As we look toward our common future, we see that, as foretold, the great gathering, or restoration, of all the peoples of Israel who have spread themselves throughout the world will be accomplished and distinct remnants of all of the tribal units of Israel will at last be united again in fellowship under Christ. All tribes are to have representation in the establishment of the New Jerusalem. All tribes will have representatives in the calling of the “hundred and forty and four thousand” mentioned in John’s revelation, twelve thousand out of every tribe of Israel. (Rev. 7:2–8.) These are “high priests, ordained unto the holy order of God, to administer the everlasting gospel; for they are they who are ordained out of every nation, kindred, tongue, and people, by the angels to whom is given power over the nations of the earth, to bring as many as will come to the church of the Firstborn.” (D&C 77:11.) Thus, a great work awaits representatives of each tribe as they continue to preach the gospel throughout the world to all mankind. Ultimately, in righteousness the Other Tribes of Israel will be prepared to return to Jerusalem, to receive with Judah the lands of their first inheritance. (See Deut. 30:1–5.)

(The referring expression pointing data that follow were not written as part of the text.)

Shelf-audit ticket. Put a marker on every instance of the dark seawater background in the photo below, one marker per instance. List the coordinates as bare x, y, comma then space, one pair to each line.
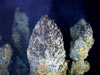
65, 13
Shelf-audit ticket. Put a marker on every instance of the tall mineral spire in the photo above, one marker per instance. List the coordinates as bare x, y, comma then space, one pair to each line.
46, 52
82, 41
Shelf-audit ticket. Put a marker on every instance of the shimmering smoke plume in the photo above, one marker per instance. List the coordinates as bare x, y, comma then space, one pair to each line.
46, 52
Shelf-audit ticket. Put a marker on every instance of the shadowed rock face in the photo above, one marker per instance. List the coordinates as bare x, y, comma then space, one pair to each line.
20, 39
46, 51
82, 41
5, 57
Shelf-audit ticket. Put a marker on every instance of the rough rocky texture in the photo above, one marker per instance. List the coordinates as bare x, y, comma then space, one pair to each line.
79, 67
46, 52
5, 57
20, 67
82, 40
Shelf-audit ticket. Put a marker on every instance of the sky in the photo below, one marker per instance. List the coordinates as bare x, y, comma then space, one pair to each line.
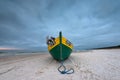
24, 24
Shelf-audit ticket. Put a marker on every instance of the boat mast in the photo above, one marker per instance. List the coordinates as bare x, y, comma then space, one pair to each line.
60, 36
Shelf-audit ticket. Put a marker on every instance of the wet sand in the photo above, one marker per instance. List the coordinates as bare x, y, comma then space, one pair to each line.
89, 65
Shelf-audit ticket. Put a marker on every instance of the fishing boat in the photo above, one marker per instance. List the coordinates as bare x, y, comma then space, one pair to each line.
60, 48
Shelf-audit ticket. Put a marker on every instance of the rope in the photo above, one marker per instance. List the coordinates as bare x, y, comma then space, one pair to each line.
62, 69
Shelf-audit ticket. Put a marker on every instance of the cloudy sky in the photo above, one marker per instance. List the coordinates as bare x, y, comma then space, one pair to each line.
24, 24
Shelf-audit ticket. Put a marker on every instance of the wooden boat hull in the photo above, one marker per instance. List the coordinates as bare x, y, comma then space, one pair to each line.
62, 48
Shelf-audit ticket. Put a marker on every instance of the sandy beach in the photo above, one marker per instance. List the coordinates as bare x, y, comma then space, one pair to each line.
89, 65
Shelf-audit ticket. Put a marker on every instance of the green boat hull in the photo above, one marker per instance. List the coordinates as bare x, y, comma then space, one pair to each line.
60, 52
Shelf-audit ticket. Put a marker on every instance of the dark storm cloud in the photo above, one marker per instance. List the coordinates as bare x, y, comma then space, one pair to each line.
26, 23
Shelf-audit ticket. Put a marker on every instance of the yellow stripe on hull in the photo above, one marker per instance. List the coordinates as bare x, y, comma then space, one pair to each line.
57, 42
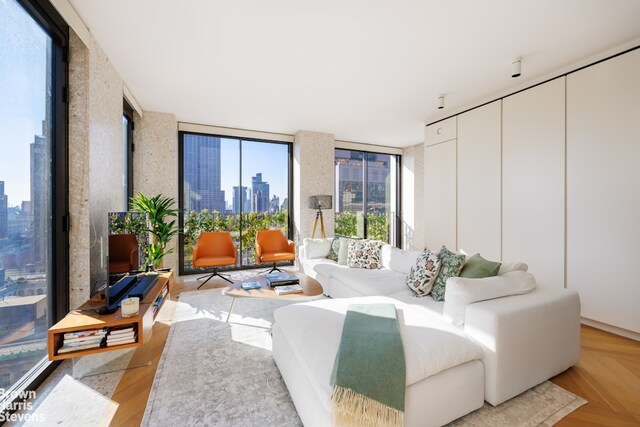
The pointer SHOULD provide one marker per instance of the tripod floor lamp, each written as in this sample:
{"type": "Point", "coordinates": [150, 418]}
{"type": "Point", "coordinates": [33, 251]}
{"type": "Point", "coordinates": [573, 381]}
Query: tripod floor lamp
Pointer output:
{"type": "Point", "coordinates": [319, 203]}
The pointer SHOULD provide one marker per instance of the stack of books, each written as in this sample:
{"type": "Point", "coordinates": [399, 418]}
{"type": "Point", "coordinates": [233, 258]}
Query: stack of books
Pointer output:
{"type": "Point", "coordinates": [288, 289]}
{"type": "Point", "coordinates": [82, 340]}
{"type": "Point", "coordinates": [281, 279]}
{"type": "Point", "coordinates": [247, 286]}
{"type": "Point", "coordinates": [158, 302]}
{"type": "Point", "coordinates": [121, 335]}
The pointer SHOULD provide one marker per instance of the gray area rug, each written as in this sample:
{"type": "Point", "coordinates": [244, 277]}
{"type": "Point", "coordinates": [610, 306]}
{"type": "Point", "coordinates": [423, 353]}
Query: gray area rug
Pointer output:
{"type": "Point", "coordinates": [213, 373]}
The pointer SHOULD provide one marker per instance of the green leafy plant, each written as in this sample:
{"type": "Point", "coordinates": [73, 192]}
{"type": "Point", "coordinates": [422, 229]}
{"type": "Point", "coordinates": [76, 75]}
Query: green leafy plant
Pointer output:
{"type": "Point", "coordinates": [377, 225]}
{"type": "Point", "coordinates": [161, 227]}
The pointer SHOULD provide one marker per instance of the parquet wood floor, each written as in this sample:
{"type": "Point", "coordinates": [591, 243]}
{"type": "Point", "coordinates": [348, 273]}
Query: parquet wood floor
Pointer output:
{"type": "Point", "coordinates": [607, 376]}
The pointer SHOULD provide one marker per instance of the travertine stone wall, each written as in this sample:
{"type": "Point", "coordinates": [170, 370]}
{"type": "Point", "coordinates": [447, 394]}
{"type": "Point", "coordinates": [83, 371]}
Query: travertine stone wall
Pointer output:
{"type": "Point", "coordinates": [79, 276]}
{"type": "Point", "coordinates": [155, 161]}
{"type": "Point", "coordinates": [313, 172]}
{"type": "Point", "coordinates": [96, 163]}
{"type": "Point", "coordinates": [413, 198]}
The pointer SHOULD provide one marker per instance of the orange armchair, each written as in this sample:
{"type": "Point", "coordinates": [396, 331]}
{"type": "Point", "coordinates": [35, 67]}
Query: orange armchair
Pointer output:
{"type": "Point", "coordinates": [273, 246]}
{"type": "Point", "coordinates": [214, 249]}
{"type": "Point", "coordinates": [123, 253]}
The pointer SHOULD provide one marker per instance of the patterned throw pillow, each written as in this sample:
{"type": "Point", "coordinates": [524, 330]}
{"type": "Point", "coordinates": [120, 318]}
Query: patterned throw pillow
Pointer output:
{"type": "Point", "coordinates": [364, 254]}
{"type": "Point", "coordinates": [335, 248]}
{"type": "Point", "coordinates": [451, 264]}
{"type": "Point", "coordinates": [422, 275]}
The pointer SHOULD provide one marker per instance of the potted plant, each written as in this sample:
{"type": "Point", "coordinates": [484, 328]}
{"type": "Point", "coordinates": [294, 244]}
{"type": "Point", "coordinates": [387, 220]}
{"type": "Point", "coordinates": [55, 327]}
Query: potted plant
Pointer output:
{"type": "Point", "coordinates": [162, 228]}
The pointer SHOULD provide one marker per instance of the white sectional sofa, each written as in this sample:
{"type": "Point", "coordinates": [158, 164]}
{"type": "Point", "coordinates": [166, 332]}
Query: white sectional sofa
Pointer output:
{"type": "Point", "coordinates": [340, 281]}
{"type": "Point", "coordinates": [523, 339]}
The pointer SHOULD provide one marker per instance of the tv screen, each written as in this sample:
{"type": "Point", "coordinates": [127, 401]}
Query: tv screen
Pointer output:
{"type": "Point", "coordinates": [128, 236]}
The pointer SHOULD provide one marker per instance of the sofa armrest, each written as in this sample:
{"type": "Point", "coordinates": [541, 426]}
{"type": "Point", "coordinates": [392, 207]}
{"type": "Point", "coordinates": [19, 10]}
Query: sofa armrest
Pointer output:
{"type": "Point", "coordinates": [527, 339]}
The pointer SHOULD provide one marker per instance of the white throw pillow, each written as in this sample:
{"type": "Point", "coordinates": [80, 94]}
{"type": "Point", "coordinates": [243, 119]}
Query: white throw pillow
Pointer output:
{"type": "Point", "coordinates": [317, 248]}
{"type": "Point", "coordinates": [344, 251]}
{"type": "Point", "coordinates": [460, 292]}
{"type": "Point", "coordinates": [398, 259]}
{"type": "Point", "coordinates": [506, 267]}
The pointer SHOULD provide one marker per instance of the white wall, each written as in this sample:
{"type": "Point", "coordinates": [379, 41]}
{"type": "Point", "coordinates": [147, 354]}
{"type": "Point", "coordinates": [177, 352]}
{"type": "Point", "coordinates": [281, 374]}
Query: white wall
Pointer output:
{"type": "Point", "coordinates": [479, 181]}
{"type": "Point", "coordinates": [533, 168]}
{"type": "Point", "coordinates": [603, 190]}
{"type": "Point", "coordinates": [412, 195]}
{"type": "Point", "coordinates": [569, 186]}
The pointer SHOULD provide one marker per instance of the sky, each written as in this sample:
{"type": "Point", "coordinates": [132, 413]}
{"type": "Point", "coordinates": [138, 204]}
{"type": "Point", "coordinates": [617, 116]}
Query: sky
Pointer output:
{"type": "Point", "coordinates": [270, 159]}
{"type": "Point", "coordinates": [23, 48]}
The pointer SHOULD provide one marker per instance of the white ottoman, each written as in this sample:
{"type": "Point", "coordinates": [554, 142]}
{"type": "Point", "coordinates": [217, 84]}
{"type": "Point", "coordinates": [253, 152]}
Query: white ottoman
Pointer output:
{"type": "Point", "coordinates": [445, 378]}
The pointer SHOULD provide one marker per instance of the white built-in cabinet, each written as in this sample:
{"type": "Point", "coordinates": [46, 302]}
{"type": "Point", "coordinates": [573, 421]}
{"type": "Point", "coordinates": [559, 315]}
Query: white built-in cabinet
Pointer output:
{"type": "Point", "coordinates": [440, 190]}
{"type": "Point", "coordinates": [603, 190]}
{"type": "Point", "coordinates": [533, 159]}
{"type": "Point", "coordinates": [549, 176]}
{"type": "Point", "coordinates": [479, 178]}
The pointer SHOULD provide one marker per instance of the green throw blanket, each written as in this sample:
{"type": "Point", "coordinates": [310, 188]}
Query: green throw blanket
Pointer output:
{"type": "Point", "coordinates": [369, 372]}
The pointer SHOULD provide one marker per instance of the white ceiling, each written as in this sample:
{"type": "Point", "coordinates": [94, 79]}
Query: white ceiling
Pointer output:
{"type": "Point", "coordinates": [365, 70]}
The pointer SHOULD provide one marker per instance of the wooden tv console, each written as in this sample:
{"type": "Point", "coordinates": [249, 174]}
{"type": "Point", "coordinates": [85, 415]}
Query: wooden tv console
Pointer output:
{"type": "Point", "coordinates": [86, 319]}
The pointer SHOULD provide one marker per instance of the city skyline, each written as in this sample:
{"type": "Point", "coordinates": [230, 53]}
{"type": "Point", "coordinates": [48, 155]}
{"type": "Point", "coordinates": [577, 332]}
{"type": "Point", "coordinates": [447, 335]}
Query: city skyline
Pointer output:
{"type": "Point", "coordinates": [23, 105]}
{"type": "Point", "coordinates": [212, 173]}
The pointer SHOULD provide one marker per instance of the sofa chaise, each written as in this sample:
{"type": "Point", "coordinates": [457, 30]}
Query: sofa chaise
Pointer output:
{"type": "Point", "coordinates": [496, 349]}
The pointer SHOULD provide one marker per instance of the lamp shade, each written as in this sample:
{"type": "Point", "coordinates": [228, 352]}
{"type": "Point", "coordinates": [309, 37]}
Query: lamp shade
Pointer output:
{"type": "Point", "coordinates": [321, 202]}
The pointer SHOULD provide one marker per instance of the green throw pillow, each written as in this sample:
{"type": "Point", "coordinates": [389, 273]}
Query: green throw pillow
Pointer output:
{"type": "Point", "coordinates": [450, 265]}
{"type": "Point", "coordinates": [477, 267]}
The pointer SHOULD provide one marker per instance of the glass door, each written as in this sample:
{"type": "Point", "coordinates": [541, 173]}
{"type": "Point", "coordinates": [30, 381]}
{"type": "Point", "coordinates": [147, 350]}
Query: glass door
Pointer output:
{"type": "Point", "coordinates": [366, 193]}
{"type": "Point", "coordinates": [26, 202]}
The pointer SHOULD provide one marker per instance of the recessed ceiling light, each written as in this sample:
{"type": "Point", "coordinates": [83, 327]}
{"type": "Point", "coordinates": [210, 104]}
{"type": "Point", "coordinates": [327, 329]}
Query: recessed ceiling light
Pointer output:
{"type": "Point", "coordinates": [516, 67]}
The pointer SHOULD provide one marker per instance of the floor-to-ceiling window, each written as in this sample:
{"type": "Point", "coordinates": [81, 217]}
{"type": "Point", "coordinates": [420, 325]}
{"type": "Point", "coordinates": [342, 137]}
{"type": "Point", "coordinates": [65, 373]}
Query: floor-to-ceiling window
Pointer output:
{"type": "Point", "coordinates": [33, 196]}
{"type": "Point", "coordinates": [127, 152]}
{"type": "Point", "coordinates": [232, 184]}
{"type": "Point", "coordinates": [366, 195]}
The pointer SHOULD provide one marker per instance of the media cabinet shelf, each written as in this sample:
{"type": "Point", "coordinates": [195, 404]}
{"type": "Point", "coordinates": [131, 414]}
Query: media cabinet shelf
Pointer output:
{"type": "Point", "coordinates": [85, 318]}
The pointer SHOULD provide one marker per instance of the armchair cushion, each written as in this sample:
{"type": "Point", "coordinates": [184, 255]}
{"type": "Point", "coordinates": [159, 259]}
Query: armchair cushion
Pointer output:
{"type": "Point", "coordinates": [214, 249]}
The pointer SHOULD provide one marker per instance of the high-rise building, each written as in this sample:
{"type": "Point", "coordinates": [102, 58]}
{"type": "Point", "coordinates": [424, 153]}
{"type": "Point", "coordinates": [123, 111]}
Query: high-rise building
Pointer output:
{"type": "Point", "coordinates": [40, 185]}
{"type": "Point", "coordinates": [4, 213]}
{"type": "Point", "coordinates": [260, 194]}
{"type": "Point", "coordinates": [202, 159]}
{"type": "Point", "coordinates": [274, 204]}
{"type": "Point", "coordinates": [349, 181]}
{"type": "Point", "coordinates": [241, 199]}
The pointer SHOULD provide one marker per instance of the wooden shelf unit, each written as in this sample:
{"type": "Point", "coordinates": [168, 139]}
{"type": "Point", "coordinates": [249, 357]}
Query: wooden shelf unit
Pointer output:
{"type": "Point", "coordinates": [85, 318]}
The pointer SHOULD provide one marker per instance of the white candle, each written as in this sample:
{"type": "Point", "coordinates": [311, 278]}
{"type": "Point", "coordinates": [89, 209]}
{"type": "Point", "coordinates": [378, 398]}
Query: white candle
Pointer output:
{"type": "Point", "coordinates": [130, 306]}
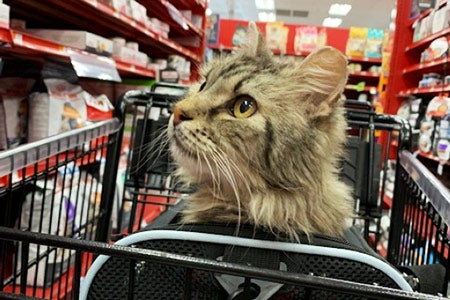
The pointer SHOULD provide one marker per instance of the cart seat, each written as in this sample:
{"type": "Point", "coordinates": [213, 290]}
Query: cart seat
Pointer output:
{"type": "Point", "coordinates": [109, 277]}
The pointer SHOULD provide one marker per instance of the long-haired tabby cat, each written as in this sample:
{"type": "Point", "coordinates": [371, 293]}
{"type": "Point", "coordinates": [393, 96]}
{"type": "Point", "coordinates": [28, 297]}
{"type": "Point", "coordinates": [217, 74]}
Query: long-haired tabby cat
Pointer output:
{"type": "Point", "coordinates": [261, 139]}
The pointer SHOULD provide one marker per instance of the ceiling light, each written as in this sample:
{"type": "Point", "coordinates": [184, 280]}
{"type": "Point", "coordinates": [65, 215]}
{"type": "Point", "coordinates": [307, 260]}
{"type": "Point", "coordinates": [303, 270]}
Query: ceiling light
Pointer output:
{"type": "Point", "coordinates": [266, 16]}
{"type": "Point", "coordinates": [265, 4]}
{"type": "Point", "coordinates": [337, 9]}
{"type": "Point", "coordinates": [332, 22]}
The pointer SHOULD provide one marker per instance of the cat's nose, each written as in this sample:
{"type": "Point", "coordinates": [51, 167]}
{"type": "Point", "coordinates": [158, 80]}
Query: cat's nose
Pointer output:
{"type": "Point", "coordinates": [179, 115]}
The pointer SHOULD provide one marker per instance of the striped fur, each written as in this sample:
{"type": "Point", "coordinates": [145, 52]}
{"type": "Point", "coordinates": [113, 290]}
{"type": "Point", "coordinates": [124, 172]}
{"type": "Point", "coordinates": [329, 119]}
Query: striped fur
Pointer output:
{"type": "Point", "coordinates": [277, 168]}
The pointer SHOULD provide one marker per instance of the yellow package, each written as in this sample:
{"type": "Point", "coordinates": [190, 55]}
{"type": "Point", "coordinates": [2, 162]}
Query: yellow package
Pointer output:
{"type": "Point", "coordinates": [356, 43]}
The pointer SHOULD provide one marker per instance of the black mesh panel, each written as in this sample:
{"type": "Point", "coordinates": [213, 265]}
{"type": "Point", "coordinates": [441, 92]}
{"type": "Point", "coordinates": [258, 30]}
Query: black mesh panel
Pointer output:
{"type": "Point", "coordinates": [157, 281]}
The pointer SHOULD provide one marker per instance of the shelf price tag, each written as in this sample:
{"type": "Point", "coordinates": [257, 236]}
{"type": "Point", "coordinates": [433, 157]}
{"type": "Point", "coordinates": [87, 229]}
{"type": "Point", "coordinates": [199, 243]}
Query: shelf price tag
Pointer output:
{"type": "Point", "coordinates": [94, 66]}
{"type": "Point", "coordinates": [17, 39]}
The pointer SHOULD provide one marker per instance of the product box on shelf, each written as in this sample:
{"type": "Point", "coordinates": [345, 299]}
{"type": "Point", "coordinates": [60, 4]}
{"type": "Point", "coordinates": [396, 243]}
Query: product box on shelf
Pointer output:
{"type": "Point", "coordinates": [79, 39]}
{"type": "Point", "coordinates": [425, 27]}
{"type": "Point", "coordinates": [197, 20]}
{"type": "Point", "coordinates": [138, 11]}
{"type": "Point", "coordinates": [440, 19]}
{"type": "Point", "coordinates": [121, 6]}
{"type": "Point", "coordinates": [129, 55]}
{"type": "Point", "coordinates": [160, 27]}
{"type": "Point", "coordinates": [13, 101]}
{"type": "Point", "coordinates": [4, 15]}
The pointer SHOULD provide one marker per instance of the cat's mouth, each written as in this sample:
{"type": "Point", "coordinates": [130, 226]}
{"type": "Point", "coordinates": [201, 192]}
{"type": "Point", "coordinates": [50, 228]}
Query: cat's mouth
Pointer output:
{"type": "Point", "coordinates": [180, 145]}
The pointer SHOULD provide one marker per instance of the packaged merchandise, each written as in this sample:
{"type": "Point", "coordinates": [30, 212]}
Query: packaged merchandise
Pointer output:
{"type": "Point", "coordinates": [374, 43]}
{"type": "Point", "coordinates": [437, 49]}
{"type": "Point", "coordinates": [239, 35]}
{"type": "Point", "coordinates": [78, 39]}
{"type": "Point", "coordinates": [13, 99]}
{"type": "Point", "coordinates": [356, 43]}
{"type": "Point", "coordinates": [128, 55]}
{"type": "Point", "coordinates": [276, 36]}
{"type": "Point", "coordinates": [62, 107]}
{"type": "Point", "coordinates": [97, 108]}
{"type": "Point", "coordinates": [308, 38]}
{"type": "Point", "coordinates": [440, 20]}
{"type": "Point", "coordinates": [122, 6]}
{"type": "Point", "coordinates": [425, 27]}
{"type": "Point", "coordinates": [138, 11]}
{"type": "Point", "coordinates": [4, 15]}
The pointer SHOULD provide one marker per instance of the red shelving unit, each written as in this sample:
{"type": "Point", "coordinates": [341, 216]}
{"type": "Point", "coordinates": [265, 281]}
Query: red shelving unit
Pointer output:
{"type": "Point", "coordinates": [27, 44]}
{"type": "Point", "coordinates": [99, 17]}
{"type": "Point", "coordinates": [426, 66]}
{"type": "Point", "coordinates": [424, 90]}
{"type": "Point", "coordinates": [364, 74]}
{"type": "Point", "coordinates": [364, 59]}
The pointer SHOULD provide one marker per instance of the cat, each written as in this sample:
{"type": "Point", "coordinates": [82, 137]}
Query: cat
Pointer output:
{"type": "Point", "coordinates": [261, 139]}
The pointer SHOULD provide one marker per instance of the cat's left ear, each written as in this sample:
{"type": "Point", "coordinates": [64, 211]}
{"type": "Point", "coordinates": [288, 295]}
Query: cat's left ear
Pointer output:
{"type": "Point", "coordinates": [323, 75]}
{"type": "Point", "coordinates": [256, 42]}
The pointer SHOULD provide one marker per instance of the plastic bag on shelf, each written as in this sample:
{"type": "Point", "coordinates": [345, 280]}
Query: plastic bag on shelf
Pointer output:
{"type": "Point", "coordinates": [60, 109]}
{"type": "Point", "coordinates": [13, 99]}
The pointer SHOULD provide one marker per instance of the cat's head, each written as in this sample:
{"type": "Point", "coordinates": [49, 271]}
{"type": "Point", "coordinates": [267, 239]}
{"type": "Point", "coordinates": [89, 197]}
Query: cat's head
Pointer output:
{"type": "Point", "coordinates": [256, 123]}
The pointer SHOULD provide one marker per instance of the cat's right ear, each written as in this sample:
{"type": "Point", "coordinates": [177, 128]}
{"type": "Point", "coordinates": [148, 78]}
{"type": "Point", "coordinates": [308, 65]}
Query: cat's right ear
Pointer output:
{"type": "Point", "coordinates": [256, 42]}
{"type": "Point", "coordinates": [322, 78]}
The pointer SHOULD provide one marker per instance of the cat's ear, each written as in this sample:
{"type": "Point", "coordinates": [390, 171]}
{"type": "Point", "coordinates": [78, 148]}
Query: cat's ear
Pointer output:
{"type": "Point", "coordinates": [323, 75]}
{"type": "Point", "coordinates": [256, 42]}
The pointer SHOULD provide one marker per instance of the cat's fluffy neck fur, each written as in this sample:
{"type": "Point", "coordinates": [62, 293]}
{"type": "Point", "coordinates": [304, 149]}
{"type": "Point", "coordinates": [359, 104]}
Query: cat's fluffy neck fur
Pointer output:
{"type": "Point", "coordinates": [284, 176]}
{"type": "Point", "coordinates": [317, 202]}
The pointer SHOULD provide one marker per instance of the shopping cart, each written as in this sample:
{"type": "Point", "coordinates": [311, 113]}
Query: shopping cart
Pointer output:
{"type": "Point", "coordinates": [58, 255]}
{"type": "Point", "coordinates": [59, 186]}
{"type": "Point", "coordinates": [374, 142]}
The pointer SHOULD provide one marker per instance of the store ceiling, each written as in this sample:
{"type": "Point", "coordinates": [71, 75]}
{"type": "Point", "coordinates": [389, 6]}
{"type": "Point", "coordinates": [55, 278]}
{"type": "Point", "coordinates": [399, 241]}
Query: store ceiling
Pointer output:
{"type": "Point", "coordinates": [364, 13]}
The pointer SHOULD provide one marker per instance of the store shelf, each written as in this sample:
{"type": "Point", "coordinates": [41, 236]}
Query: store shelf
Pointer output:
{"type": "Point", "coordinates": [98, 17]}
{"type": "Point", "coordinates": [161, 9]}
{"type": "Point", "coordinates": [275, 52]}
{"type": "Point", "coordinates": [424, 90]}
{"type": "Point", "coordinates": [367, 88]}
{"type": "Point", "coordinates": [364, 59]}
{"type": "Point", "coordinates": [430, 156]}
{"type": "Point", "coordinates": [424, 42]}
{"type": "Point", "coordinates": [364, 74]}
{"type": "Point", "coordinates": [423, 66]}
{"type": "Point", "coordinates": [27, 44]}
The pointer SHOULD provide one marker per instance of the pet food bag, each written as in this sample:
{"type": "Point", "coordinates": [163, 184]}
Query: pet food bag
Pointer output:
{"type": "Point", "coordinates": [60, 109]}
{"type": "Point", "coordinates": [13, 99]}
{"type": "Point", "coordinates": [374, 43]}
{"type": "Point", "coordinates": [356, 43]}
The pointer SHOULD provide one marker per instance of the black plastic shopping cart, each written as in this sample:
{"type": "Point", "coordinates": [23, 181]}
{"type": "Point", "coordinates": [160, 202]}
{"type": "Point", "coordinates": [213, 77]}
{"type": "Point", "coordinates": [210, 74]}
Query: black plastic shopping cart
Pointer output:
{"type": "Point", "coordinates": [65, 200]}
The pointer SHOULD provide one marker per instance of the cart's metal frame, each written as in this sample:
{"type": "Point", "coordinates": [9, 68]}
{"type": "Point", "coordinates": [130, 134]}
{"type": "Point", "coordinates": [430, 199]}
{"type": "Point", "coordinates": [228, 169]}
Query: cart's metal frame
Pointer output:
{"type": "Point", "coordinates": [88, 145]}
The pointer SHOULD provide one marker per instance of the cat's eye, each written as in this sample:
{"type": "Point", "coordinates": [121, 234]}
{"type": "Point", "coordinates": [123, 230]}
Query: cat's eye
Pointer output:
{"type": "Point", "coordinates": [202, 86]}
{"type": "Point", "coordinates": [243, 107]}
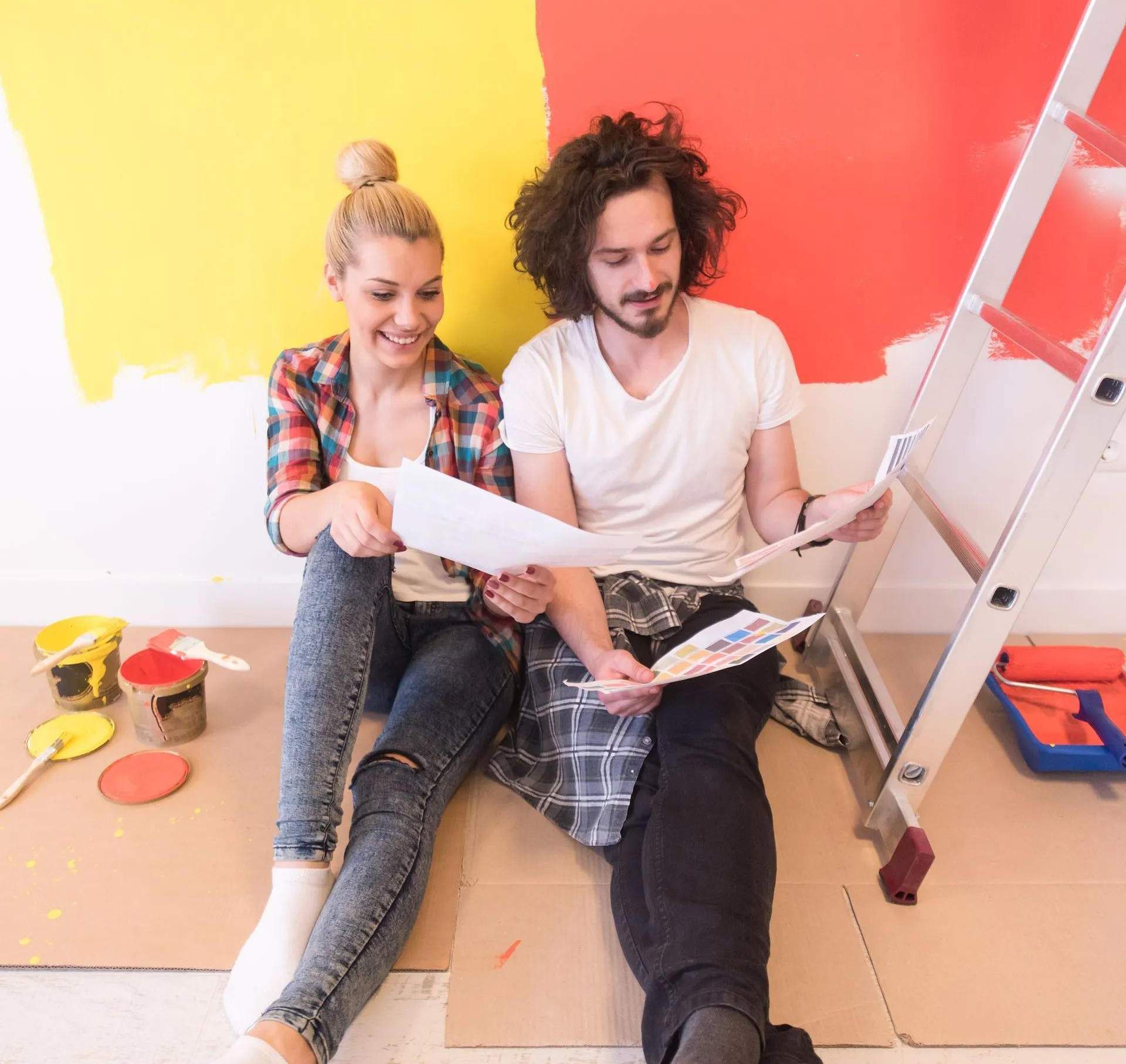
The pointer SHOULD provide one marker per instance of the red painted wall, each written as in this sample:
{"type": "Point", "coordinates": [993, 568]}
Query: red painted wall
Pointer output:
{"type": "Point", "coordinates": [872, 140]}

Certainly all the reasons why the Lord “hid” the tribes—as he did with both Ephraim and Manasseh—and exactly when we will identify the others and when a distinct remnant of “they who are in the north countries” will come to “the boundaries of the everlasting hills” is information that remains with God. However, we do know that it will ultimately be for the benefit of all—for those who were “lost,” for the nations who were blessed by their leavening seed, and for us in Israel today who await the gathering of these Other Tribes and the great work of restoring to all the peoples of Israel the true knowledge of their God and King, Jesus Christ.

[photo] Bas-relief from the Black Obelisk showing the Israelite King Jehu bowing to Shalmaneser III, King of Assyria, which took place around 820 B.C. (Photography courtesy of the British Museum.)

Vern Grosvenor Swanson, director of the Springville, Utah, Museum of Art, teaches the seventies group in his ward.